- The Washington Times - Wednesday, January 19, 2005

The National Zoo’s management called a new report on animal deaths and zoo operations fair and accurate.

“It’s a good report,” interim director David L. Evans said yesterday. “We’re committed to implementing the recommendations that the academy has made.”

After several animal deaths at the zoo in early 2003, Congress asked the National Academies’ National Research Council to conduct a yearlong review of the Northwest facility and its Conservation and Research Center in Front Royal, Va.

The panel released an interim report in February detailing problems with animal care, management, record keeping, pest control and a lack of a long-term plan. The scientists released their final report yesterday.

“The National Zoo has made some noticeable improvements in the past year in zoo operations and animal care, but problems in areas such as staff training, workplace culture and strategic planning still need to be addressed,” said R. Michael Roberts, chairman of the committee.

Mr.
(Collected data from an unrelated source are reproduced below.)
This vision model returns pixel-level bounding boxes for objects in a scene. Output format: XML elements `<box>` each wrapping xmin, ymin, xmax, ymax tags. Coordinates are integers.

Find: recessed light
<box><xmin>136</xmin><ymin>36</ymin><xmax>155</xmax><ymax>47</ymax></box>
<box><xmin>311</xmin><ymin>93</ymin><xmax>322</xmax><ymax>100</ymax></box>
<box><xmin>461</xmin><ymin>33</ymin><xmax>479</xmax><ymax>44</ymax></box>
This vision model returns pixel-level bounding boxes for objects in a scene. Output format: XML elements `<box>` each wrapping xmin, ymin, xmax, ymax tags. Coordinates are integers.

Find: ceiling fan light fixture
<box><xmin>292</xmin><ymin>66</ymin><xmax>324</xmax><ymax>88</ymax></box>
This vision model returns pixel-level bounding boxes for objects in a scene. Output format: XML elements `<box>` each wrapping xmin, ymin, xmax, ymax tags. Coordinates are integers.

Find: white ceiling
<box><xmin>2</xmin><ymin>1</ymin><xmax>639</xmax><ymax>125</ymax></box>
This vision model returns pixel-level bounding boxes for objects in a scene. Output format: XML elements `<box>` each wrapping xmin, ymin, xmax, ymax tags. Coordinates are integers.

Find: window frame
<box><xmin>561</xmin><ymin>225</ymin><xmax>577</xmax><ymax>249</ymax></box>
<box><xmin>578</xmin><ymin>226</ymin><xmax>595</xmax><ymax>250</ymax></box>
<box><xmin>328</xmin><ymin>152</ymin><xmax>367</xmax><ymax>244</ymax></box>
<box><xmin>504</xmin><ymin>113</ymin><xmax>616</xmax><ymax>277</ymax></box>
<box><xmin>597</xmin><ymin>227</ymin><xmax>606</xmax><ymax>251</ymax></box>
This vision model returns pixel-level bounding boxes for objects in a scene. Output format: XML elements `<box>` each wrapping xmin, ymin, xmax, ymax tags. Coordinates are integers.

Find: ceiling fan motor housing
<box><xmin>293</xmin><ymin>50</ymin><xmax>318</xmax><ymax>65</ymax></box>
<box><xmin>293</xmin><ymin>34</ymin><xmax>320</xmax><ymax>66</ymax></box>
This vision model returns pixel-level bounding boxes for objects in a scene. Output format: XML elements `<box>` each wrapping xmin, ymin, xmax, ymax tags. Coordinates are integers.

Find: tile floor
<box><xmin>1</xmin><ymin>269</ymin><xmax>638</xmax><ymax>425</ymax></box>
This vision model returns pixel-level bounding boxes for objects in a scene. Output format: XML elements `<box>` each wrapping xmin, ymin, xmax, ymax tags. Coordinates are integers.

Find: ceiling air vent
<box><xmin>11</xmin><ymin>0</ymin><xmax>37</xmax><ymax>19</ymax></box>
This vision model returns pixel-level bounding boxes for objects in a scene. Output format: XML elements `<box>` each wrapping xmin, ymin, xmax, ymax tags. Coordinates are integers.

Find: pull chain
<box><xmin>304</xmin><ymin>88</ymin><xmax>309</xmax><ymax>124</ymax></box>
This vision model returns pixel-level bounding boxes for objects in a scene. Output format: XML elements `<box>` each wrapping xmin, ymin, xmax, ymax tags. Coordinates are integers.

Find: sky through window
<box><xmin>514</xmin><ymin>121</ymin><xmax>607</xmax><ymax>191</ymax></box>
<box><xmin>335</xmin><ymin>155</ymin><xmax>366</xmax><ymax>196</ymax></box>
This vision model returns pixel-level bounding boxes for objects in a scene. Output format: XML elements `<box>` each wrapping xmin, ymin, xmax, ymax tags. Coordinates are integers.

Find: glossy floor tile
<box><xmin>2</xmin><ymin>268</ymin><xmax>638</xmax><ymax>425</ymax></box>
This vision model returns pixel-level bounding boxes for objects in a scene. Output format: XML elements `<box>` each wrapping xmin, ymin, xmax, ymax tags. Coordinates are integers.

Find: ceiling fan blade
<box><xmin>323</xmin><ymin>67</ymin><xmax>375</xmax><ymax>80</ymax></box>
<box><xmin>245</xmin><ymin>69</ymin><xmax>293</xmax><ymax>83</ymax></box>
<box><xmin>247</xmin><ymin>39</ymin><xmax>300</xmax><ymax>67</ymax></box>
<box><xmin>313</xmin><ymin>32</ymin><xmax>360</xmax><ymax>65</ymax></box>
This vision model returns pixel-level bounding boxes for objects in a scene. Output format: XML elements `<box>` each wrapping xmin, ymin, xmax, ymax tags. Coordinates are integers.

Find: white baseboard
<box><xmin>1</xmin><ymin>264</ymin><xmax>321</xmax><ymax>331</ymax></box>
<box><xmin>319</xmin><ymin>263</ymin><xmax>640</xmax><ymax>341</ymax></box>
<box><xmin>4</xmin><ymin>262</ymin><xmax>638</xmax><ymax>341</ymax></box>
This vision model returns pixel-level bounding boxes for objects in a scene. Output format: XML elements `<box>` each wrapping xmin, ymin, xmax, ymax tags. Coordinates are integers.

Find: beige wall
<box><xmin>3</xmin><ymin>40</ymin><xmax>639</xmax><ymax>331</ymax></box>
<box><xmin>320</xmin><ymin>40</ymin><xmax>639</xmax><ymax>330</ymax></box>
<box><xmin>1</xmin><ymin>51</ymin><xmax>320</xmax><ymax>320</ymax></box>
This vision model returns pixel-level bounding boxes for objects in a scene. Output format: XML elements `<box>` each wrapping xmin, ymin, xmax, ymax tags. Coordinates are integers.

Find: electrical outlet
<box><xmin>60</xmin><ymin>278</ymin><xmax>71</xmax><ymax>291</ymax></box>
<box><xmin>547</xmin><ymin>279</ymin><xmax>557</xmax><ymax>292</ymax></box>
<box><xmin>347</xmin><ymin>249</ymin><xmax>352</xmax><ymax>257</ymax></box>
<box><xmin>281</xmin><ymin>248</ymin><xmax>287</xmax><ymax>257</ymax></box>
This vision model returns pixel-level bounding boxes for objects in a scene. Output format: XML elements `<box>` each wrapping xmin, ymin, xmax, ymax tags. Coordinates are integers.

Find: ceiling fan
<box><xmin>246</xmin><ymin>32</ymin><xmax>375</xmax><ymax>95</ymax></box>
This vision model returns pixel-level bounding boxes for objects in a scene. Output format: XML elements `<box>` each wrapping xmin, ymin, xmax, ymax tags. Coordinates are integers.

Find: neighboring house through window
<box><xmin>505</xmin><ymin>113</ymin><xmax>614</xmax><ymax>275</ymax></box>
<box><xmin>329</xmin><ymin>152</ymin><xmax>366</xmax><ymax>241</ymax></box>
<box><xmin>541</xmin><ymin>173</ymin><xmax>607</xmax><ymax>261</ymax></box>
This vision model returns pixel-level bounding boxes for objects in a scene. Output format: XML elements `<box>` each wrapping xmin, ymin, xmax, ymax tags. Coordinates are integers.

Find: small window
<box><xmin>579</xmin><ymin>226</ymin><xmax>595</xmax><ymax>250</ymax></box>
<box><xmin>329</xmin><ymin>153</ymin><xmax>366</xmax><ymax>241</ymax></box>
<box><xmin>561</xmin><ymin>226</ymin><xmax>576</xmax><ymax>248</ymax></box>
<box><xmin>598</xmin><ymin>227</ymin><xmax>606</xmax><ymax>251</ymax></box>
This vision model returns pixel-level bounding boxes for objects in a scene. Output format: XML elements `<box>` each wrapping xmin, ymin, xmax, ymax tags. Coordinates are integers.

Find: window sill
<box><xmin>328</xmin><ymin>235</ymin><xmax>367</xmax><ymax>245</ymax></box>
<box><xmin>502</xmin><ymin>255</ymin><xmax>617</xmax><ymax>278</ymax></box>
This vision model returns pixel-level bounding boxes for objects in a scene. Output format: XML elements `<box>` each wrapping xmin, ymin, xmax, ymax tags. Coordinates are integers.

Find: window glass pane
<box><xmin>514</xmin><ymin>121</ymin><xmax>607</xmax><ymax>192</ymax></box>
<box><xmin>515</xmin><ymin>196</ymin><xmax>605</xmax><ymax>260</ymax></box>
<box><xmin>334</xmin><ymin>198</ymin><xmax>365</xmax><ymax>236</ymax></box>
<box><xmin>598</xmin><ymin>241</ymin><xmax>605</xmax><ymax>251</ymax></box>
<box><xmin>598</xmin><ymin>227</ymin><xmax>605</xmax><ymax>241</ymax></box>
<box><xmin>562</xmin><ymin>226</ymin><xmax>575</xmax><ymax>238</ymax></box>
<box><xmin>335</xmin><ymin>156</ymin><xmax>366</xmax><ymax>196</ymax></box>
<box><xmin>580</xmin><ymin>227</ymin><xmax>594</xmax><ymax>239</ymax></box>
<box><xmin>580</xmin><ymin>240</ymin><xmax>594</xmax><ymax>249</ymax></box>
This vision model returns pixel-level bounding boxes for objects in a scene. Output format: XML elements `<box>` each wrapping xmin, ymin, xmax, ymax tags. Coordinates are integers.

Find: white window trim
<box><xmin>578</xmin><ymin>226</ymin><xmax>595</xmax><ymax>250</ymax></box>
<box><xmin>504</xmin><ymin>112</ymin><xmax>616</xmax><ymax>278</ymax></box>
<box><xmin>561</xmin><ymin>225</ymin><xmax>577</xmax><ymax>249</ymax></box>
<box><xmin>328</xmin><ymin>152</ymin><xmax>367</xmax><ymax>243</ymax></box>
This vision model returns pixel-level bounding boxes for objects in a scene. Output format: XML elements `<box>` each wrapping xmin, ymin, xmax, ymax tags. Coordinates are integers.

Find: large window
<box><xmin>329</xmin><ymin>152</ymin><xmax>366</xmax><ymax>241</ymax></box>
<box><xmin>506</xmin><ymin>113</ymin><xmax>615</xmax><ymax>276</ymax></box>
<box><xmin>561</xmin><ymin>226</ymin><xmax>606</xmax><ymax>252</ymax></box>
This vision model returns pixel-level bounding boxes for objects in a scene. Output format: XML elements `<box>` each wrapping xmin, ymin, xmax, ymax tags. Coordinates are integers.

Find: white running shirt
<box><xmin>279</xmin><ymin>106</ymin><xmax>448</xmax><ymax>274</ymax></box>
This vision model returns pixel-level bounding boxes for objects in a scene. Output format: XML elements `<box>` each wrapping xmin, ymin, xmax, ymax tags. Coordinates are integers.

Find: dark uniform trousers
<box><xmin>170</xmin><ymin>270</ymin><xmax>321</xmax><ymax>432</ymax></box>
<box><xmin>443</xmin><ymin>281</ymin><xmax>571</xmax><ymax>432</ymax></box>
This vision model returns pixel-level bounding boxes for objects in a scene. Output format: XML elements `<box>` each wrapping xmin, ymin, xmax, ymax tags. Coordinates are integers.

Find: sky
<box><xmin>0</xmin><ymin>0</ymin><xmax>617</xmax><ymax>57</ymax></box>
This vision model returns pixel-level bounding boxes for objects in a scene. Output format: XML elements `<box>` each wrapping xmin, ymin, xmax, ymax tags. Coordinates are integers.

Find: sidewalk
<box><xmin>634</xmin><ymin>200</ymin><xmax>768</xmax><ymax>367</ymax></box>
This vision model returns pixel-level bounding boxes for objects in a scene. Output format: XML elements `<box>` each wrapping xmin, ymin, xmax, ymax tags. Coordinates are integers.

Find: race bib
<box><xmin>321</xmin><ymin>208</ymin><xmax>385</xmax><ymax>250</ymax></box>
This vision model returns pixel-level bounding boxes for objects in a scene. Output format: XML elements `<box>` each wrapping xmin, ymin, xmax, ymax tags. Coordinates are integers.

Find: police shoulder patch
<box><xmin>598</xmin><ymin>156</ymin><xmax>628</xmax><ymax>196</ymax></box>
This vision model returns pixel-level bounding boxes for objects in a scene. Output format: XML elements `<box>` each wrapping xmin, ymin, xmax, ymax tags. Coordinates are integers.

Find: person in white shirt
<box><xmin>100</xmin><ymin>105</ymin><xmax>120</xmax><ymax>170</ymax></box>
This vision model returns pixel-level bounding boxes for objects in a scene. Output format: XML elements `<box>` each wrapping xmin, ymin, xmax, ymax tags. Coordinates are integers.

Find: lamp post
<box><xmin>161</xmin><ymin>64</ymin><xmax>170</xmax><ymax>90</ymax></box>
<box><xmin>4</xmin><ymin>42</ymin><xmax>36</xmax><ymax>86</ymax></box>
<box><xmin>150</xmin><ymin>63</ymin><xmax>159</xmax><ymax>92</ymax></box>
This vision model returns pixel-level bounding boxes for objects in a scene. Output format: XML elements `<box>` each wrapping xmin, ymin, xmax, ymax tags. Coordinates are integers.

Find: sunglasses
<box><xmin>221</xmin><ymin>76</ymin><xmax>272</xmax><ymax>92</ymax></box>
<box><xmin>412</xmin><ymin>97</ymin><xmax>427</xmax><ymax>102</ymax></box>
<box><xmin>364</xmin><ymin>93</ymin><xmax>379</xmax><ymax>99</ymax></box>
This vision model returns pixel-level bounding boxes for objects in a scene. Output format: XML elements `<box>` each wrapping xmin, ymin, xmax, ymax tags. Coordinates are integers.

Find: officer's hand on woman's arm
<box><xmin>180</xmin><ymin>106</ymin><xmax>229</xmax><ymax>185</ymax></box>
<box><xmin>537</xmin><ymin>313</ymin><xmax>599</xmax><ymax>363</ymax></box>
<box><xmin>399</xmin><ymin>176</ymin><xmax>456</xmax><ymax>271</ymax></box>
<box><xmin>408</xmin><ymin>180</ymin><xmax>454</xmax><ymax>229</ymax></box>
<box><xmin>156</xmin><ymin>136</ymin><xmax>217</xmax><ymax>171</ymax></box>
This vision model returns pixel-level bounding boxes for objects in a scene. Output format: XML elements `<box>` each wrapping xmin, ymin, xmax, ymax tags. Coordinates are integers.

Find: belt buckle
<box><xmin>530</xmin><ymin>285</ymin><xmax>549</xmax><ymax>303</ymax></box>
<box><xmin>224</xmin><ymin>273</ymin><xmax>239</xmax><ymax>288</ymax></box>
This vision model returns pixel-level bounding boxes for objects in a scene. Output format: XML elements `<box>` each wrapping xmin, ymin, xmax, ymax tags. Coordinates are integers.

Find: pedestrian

Evans said the zoo has taken the earlier recommendations to heart — improving record keeping, staff training and communication between departments.

“The National Zoo remains one of the top zoos, maybe not the premier zoo at this point, but we’ll certainly get back there,” he said.

The report highlighted staff training. Mr. Roberts noted that animal keepers had “no prior experience” and had worked their way up as volunteers. He suggested the zoo reach out to more experienced workers.

Mr. Evans said the zoo is having better luck sending staff to zoos and to the American Zoo and Aquarium Association for training.

“Animal keeper jobs are not jobs that have initial starting salaries that are very high. People don’t typically move cross country to take jobs like that,” he said.

Mr. Evans said he was pleased the report found that in the majority of the 48 cases examined, the animals that died had received appropriate care during their lifetimes.

The panel also noted that a lack of direction in the early 1990s led to a decade of decline. The zoo is still without a permanent leader after embattled director Lucy Spelman officially stepped down last month.

The search for a replacement has been ongoing for seven months. Mr. Evans said a search committee recently turned to an international agency after unsuccessfully trying to find a suitable candidate.